The dawning of the year 2002 rings in a bounty of newness - the Euro, for example, not to mention a barrel full of state laws and a Gotham City mayor name Michael Bloomberg.
But with the new come old traditions more aged than Dick Clark - such as champagne toasts, noisy party makers and the earnest and often tone deaf chanting of "Auld Lang Syne."
But after all the pomp and revelry, some people have one more tradition to face: Resolutions. The resolution is usually framed by the determination to be better, brighter, smarter, richer, happier and healthier.
Here in Lodi, as is the case throughout the United States, people are jumping on the resolution bandwagon.

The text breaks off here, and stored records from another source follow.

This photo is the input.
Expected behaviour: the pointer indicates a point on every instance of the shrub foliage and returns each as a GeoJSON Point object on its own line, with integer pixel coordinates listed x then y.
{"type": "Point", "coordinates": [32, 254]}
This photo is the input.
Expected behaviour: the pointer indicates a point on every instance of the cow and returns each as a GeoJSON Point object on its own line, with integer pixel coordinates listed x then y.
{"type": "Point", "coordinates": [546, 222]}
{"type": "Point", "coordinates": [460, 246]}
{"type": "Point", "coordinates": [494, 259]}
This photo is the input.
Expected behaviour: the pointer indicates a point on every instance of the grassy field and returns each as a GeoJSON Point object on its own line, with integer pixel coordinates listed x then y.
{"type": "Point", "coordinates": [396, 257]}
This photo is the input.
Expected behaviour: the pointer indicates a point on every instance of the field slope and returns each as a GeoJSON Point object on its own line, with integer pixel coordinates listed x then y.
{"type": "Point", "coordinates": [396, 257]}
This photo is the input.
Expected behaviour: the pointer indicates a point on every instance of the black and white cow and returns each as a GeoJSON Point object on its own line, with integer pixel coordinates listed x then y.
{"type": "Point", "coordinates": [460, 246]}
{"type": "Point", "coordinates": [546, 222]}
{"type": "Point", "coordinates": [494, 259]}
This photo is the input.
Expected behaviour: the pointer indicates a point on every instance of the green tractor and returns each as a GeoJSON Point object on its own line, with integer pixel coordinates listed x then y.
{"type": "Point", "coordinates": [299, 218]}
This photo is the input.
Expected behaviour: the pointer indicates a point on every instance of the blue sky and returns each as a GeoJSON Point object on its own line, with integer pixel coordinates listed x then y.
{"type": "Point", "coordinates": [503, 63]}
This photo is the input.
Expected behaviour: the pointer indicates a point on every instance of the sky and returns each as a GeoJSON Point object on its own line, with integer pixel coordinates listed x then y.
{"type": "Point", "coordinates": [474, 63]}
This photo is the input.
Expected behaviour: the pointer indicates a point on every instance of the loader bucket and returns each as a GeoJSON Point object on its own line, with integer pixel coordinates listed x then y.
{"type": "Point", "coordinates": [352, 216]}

The most popular pledge of them all is to hit the gym, get in shape and look better in a bikini.
|Tom Doucette works out with his son, Reed, at Twin
Arbors Athletic Club in Lodi. Getting or staying fit is one of the
more popular New Year's resolutions. (Mary Min
"They gear us up for the extra business," said Kelli Johnson, a Twin Arbors Health Club employee.
She said management brings on supplemental staff to handle the business.

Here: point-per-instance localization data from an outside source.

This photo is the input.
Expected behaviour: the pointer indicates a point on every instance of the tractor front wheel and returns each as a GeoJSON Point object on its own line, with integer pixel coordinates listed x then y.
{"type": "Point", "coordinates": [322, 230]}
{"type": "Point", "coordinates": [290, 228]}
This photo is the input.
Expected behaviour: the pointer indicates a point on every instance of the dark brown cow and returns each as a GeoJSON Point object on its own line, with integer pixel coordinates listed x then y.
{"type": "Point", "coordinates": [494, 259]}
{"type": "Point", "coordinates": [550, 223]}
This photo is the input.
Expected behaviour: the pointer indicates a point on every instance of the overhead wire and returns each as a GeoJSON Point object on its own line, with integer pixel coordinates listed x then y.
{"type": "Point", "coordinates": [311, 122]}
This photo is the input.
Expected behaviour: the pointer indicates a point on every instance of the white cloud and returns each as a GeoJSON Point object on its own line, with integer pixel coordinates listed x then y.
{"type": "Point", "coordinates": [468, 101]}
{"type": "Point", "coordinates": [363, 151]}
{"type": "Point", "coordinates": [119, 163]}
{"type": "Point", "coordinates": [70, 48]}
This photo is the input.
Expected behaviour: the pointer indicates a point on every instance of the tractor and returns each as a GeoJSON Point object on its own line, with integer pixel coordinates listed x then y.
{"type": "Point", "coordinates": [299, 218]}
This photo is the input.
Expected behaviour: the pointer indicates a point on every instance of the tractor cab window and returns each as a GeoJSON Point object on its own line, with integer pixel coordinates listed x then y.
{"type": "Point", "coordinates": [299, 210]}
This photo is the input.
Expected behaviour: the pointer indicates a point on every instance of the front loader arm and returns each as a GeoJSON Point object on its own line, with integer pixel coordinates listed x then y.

Business will probably level out by March as the would-be Arnold Schwarzeneggers lose interest in their carefully crafted fitness resolutions, Johnson said.
Johnson admitted she has slacked off in her gym workouts and is resolved to hit the weights harder in 2002.

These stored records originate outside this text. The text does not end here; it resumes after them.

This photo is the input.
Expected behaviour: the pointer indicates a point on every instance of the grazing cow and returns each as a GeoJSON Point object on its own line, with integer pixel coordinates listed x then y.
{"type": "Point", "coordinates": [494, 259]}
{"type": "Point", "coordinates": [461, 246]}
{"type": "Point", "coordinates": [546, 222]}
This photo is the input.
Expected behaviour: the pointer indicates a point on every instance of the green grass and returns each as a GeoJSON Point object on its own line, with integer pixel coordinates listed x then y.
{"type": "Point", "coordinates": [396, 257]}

She was going regularly to the gym, she said, "and then Thanksgiving hit and we got busy."
Steve Ryckman, manager at Better Bodys in Galt, echoed Johnson's sentiments: It gets busy in the early months of the year and then returns to a normal level. It's a trend he doesn't like though.
"We actually call members to encourage them to come in regularly," Ryckman said. "We're not one of those gyms that just take the membership fees and ignore the customer."
Ryckman said he understands why people fall out of sync with working out: It's easier to sit on the couch at home, and people are busy.
"The hardest part is just getting in here," he said. "Once you're at the gym, it's not that hard."
Ryckman has but one New Year's resolution: To work out more often. Yes, the fitness club manager said even he gets bogged down in everyday life and skips a sweat session or two.
Besides getting pumped up, folks are resolved to feel better and live longer through improved diet, said Sheri Didreckson, owner of Sheri's Sonshine Nutrition store in downtown Lodi.
She and her husband, Darrell, were swiftly stocking shelves Tuesday in preparation for the onslaught of born-again dieters and the newfound nutritionally conscious who are expected to swoop upon her store today.
"This is one of the hairiest times of the year for us," Didreckson said.
In conjunction with the new year resolution, she is throwing a huge sale for supplements, healthy snacks and beverages, and organically grown food items. Losing weight is tops on most of her New Year customers' minds. Feeling better is a close second.
Didreckson does not take her job lightly. She encourages her customers to stick with their resolutions forever. When she gets a price break from a dealer, she immediately turns around and gives the customer a break. Moreover, she is willing to dispense nutrition advice. As proof, she pointed to Darrell and said, "I helped him lose 120 pounds."
Lodi City Manager Dixon Flynn wants to give up smoking cigarettes. Kicking the tobacco habit is something Flynn has conquered in the past. He started up two months ago after taking a four-year hiatus.
"Smoking is something you do, but shouldn't do," he said.
Professionally, the city leader said he'd like to get the Lodi Park and Recreation project built (the indoor sports facility and DeBenedetti Park) and said he believes the city will get a good start.
Kenny Haywood, of Lodi, said saving more greenbacks is his big goal for 2002. Sipping on a drink at Ollie's Tavern on Tuesday in downtown Lodi, the middle-aged man said he'll "be more conservative" to reach his goal, and that, he said, won't be easy.
Not everyone fancies the resolution tradition. Some have given up on the notion altogether.
"What's the point?" asked Kelli Nunes, of Rio Vista, as she waited to be entertained at Lodi Stadium 12. She said past resolutions have failed, including one to lose weight.
Robert Nichols and Susan Peters, a married couple from Lockeford, said they don't have resolutions because for one, they manage to make regular visits to Twin Arbors. Peters said that although the gym becomes vacant in December, she's still plugging away at the various exercise equipment.
Most of the people at Twin Arbors said Tuesday their workout regimes, which they work so assiduously hard at, are the result of earlier resolutions - made at New Year's and beyond.